While Wynne told the court he’d placed calls to various offices at the FBI, there was no indication the agency had responded. Three weeks ago, said Dean Pamphilis, an attorney representing Konnech in the case, the agency made clear they had no confidentiality interest in the case. True the Vote has so far presented no evidence that is false.
“We need to know his name,” Pamphilis said. “We haven’t heard any testimony that his confidentiality status has anything to do with this case. It’s a complete red herring they’ve manufactured to keep us from the truth.”
Pamphilis said it is clear from True the Vote’s refusal to name him that this man is “more important” than Mike Hasson, given they were more willing to openly identify Mike Hasson by name.
On Friday, Wynne moved to seal a photo of a person Konnech’s attorney believed to be Mike Hasson. Pamphilis and Nathan Richardson, the second Konnech attorney, showed both Phillips and Engelbrecht the photo on the stand on Thursday, though both claimed not to be able to identify the man in the photo.
Wynne said he’d made the motion out of “an abundance of caution” because he worried about the privacy of the individual, whomever he may be.
“How do we know he’s anybody?” Judge Hoyt said.

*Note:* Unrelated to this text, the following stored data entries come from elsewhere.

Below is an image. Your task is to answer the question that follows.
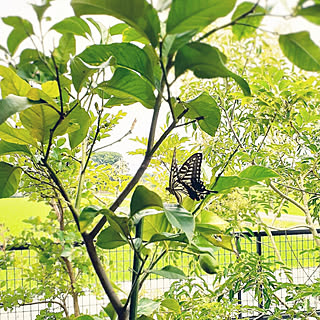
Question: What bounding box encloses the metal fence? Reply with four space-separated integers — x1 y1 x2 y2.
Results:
1 228 320 319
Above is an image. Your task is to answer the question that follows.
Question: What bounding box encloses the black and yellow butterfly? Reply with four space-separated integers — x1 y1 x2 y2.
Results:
166 149 217 204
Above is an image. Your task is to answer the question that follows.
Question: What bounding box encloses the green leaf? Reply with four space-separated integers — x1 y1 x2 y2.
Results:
79 205 101 232
137 298 161 316
143 212 171 241
20 105 70 143
213 176 259 192
184 92 221 136
202 233 234 252
70 56 103 92
279 31 320 71
167 0 236 34
0 65 31 98
160 298 181 313
51 16 91 37
150 265 187 279
296 5 320 25
148 232 187 244
164 204 194 242
0 95 39 125
100 209 131 238
175 42 251 96
26 88 60 109
190 234 219 256
239 165 279 181
130 185 163 217
75 316 95 320
67 106 91 149
2 16 34 55
232 2 265 40
87 18 109 44
122 27 150 45
31 1 51 22
0 162 22 198
77 43 154 85
0 140 31 156
71 0 160 47
98 68 156 109
96 226 128 249
0 122 37 146
53 33 76 64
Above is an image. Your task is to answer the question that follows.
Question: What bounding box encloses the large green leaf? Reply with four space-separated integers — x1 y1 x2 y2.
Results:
0 95 38 125
96 226 128 249
0 140 31 156
164 204 194 242
98 68 156 109
150 265 187 279
232 2 265 40
20 105 70 143
67 106 91 149
70 56 103 92
0 162 22 198
279 31 320 71
0 65 31 98
100 209 131 238
148 232 187 244
167 0 236 34
297 5 320 25
137 298 161 317
71 0 160 47
143 212 172 241
130 185 163 217
175 42 251 96
2 16 34 55
77 43 154 85
51 16 91 37
79 205 101 232
160 298 181 313
0 122 37 146
239 165 279 181
53 33 76 64
213 176 259 192
184 92 221 136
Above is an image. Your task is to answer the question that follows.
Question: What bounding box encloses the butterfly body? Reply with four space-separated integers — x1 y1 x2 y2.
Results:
167 150 217 204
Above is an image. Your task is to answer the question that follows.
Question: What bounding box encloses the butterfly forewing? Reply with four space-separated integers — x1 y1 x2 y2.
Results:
167 150 217 204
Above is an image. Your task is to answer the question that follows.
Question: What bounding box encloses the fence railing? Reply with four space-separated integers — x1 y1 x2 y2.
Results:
1 227 320 319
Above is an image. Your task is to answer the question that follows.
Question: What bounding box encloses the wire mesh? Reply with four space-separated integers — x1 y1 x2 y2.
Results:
1 228 320 319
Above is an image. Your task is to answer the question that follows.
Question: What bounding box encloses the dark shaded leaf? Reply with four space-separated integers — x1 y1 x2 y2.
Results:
0 162 22 198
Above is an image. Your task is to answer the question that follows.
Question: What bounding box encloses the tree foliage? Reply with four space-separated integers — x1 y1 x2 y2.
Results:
1 0 320 319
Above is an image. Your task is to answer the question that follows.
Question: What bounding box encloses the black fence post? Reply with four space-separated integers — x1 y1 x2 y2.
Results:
256 233 264 310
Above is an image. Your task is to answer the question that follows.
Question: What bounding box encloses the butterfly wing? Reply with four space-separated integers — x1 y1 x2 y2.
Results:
167 150 217 204
167 149 186 203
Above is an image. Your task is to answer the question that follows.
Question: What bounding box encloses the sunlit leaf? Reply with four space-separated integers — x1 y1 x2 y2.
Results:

“Well, my contention is that he is somebody,” said Wynne.
Hoyt denied the request.
At the end of the hearing, which lasted fewer than 20 minutes, Hoyt ordered two marshals to take Engelbrecht and Phillips into custody. The men, who’d been sitting in the gallery joking familiarly with the court’s bailiffs, stepped through the swinging doors and escorted the pair to a holding cell.
Two hours into their stay in jail, True the Vote posted a call for donations on Truth Social.
“And ye shall know the truth, and the truth shall make you free. John 8:32,” the organization posted. “To join us in cause, please donate here.”